Markets

Breakdown of the latest developments on the global exchanges
Dec 16, 2019, 12:00 PM GMT
#InterestRate

The Bank of England is at a Critical Juncture

The Monetary Policy Committee (MPC) of the BOE is scheduled to deliberate on its monetary policy this Thursday.

Market analysts do not anticipate a likely change in the British interest rate by the MPC, with the consensus forecasts expecting the rate to be maintained at its current level, which is at 0.75 per cent.

However, the market braces for potential disagreements between the nine members of the committee.

On the last monetary policy meeting, which took place on the 7th of November, two members of the committees voted for a reduction of the interest rate.

The last time that the MPC was nearly as dovish was on the 14th of July 2016 –immediately after the Brexit vote – when Gertjan Vlieghe had voted for a reduction of the Bank Rate.

This time, it seems, that the surrounding Brexit tribulations might once again compel some of the MPC members to consider lowering the rate, as the general market expectations project the same 0-2-7 vote to be realised as the one that was observed in November.

Economic activity in the United Kingdom is currently being heavily influenced by Boris Johnson’s victory in last week’s general elections, which removed some of the overall uncertainty surrounding the country’s future.

Nevertheless, the MPC of the BOE has to think of what would happen with the business activity in the country once the initial excitement from the Tory victory settles down.

In terms of employment, the British labour market is currently performing exceptionally well.

Unemployment is currently at 3.8 per cent, which is the lowest level on record in nearly 45 years.

UK Unemployment Rate

Nevertheless, other economic indicators are not as encouraging.

In terms of inflationary pressures, in mid-November, it was recorded that the inflation rate in Britain had decreased to 1.5 per cent in October, which is the lowest level on record since November 2016.

The trend of waning inflation is worrisome, as it exhibits signs of curbed price stability and weakening business activity.

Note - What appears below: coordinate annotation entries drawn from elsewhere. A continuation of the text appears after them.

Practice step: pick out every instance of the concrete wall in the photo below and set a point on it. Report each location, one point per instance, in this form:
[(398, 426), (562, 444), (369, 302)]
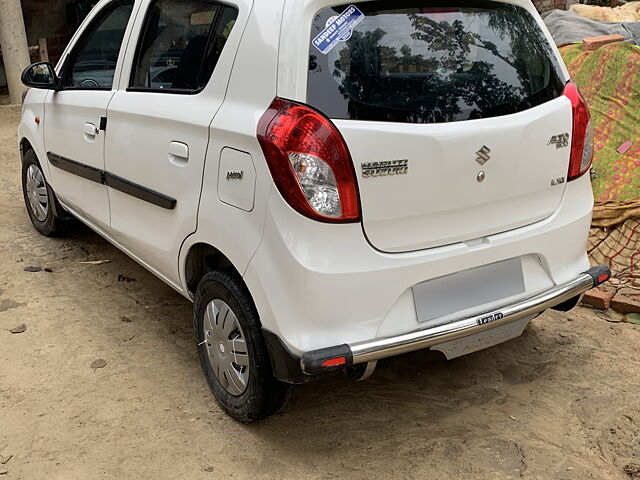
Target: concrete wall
[(546, 5)]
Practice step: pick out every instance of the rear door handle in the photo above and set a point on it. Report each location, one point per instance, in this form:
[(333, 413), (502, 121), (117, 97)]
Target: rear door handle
[(178, 154), (90, 131)]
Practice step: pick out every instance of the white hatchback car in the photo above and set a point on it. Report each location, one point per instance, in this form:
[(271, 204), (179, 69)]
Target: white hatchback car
[(330, 183)]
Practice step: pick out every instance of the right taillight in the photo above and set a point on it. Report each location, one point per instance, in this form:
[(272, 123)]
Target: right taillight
[(309, 162), (582, 135)]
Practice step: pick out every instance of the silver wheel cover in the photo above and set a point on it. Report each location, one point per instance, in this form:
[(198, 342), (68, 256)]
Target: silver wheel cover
[(36, 190), (226, 347)]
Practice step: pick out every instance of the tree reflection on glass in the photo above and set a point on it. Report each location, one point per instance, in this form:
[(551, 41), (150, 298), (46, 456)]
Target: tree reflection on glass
[(465, 64)]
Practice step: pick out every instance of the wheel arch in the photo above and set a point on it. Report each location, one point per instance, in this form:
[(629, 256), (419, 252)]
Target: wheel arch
[(201, 259)]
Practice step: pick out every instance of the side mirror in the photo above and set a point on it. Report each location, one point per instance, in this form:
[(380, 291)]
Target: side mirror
[(41, 75)]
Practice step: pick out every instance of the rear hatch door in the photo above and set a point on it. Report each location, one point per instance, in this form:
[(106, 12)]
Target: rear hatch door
[(454, 117)]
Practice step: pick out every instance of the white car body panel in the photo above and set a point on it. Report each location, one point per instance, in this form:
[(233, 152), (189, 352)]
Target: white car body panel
[(139, 143)]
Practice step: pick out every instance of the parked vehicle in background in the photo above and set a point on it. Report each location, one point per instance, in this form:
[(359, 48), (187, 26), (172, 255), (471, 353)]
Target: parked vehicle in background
[(331, 184)]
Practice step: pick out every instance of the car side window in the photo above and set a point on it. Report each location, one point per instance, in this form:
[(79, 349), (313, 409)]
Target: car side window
[(92, 62), (180, 46)]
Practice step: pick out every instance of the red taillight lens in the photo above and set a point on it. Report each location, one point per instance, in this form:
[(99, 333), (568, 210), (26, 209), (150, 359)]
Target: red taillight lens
[(309, 162), (582, 136)]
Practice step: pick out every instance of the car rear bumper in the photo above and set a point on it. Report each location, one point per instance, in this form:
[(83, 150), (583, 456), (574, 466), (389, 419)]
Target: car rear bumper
[(319, 361)]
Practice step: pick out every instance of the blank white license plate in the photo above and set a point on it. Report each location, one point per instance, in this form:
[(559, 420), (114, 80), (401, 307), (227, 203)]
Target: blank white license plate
[(443, 296)]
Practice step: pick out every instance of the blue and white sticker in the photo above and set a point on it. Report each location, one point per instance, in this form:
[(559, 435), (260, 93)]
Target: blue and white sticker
[(338, 29)]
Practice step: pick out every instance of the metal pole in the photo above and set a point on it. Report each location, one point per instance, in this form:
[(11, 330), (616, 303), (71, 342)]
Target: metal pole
[(15, 49)]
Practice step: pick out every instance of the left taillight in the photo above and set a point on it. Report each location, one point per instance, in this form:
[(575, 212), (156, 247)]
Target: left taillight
[(309, 162), (582, 135)]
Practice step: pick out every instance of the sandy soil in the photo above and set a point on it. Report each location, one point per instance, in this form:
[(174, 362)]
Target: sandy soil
[(562, 402)]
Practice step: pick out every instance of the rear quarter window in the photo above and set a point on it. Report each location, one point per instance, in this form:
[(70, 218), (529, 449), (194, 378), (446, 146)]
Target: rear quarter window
[(411, 63)]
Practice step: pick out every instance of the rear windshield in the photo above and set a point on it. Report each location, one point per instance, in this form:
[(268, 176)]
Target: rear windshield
[(411, 64)]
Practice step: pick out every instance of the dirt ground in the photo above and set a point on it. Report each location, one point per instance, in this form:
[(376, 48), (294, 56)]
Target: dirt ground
[(562, 402)]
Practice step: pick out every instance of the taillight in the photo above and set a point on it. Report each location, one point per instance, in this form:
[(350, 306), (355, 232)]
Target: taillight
[(582, 137), (309, 162)]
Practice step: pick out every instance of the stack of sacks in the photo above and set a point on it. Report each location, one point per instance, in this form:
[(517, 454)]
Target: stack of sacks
[(629, 12)]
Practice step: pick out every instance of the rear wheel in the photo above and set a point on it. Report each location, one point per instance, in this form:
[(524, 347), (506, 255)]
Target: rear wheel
[(232, 349), (42, 204)]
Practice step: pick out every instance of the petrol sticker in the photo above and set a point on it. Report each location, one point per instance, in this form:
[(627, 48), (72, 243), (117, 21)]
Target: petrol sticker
[(338, 29)]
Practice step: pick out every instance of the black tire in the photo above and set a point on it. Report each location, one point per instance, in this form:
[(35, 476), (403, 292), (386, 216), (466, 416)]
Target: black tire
[(264, 395), (52, 224)]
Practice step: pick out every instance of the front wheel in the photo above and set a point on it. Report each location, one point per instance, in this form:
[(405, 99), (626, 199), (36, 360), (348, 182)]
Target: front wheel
[(232, 349)]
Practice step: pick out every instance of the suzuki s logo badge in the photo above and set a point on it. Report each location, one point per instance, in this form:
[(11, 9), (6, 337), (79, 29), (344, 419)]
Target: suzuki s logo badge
[(483, 155), (560, 141)]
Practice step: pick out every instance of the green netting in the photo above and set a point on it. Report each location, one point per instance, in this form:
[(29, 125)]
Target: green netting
[(609, 78)]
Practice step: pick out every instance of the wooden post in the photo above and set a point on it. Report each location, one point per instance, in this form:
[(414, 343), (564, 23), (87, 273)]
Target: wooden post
[(15, 50), (42, 50)]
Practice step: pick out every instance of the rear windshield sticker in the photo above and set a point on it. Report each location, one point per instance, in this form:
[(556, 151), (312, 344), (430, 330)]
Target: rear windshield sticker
[(338, 29)]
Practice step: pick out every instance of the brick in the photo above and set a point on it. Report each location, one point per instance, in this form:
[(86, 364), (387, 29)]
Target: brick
[(626, 300), (599, 297), (591, 44)]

This is the key factor that might compel even more members of the MPC to consider reducing the interest rate, which would make the monetary policy more accommodative.

In the last monetary policy meeting of the BOE, it was stated that:

“If global growth fails to stabilise or if Brexit uncertainties remain entrenched, monetary policy may need to reinforce the expected recovery in UK GDP growth and inflation. Further ahead, provided these risks do not materialise and the economy recovers broadly in line with the MPC’s latest projections, some modest tightening of policy, at a gradual pace and to a limited extent, may be needed to maintain inflation sustainably at the target.”

Meanwhile, the FTSE100 has surged by more than 3.70 per cent in the two since the announcement of Boris Johnson’s victory last Friday.

The price is currently reaching the major resistance level at 7558, as the aforementioned fundamentals bolstered the index.

Nevertheless, the bullish momentum could be exhausted soon, as indicated by the RSI indicator, which is nearing 'Overbought' territory.

This is especially true if the BOE adopts a more accommodative monetary policy on Thursday.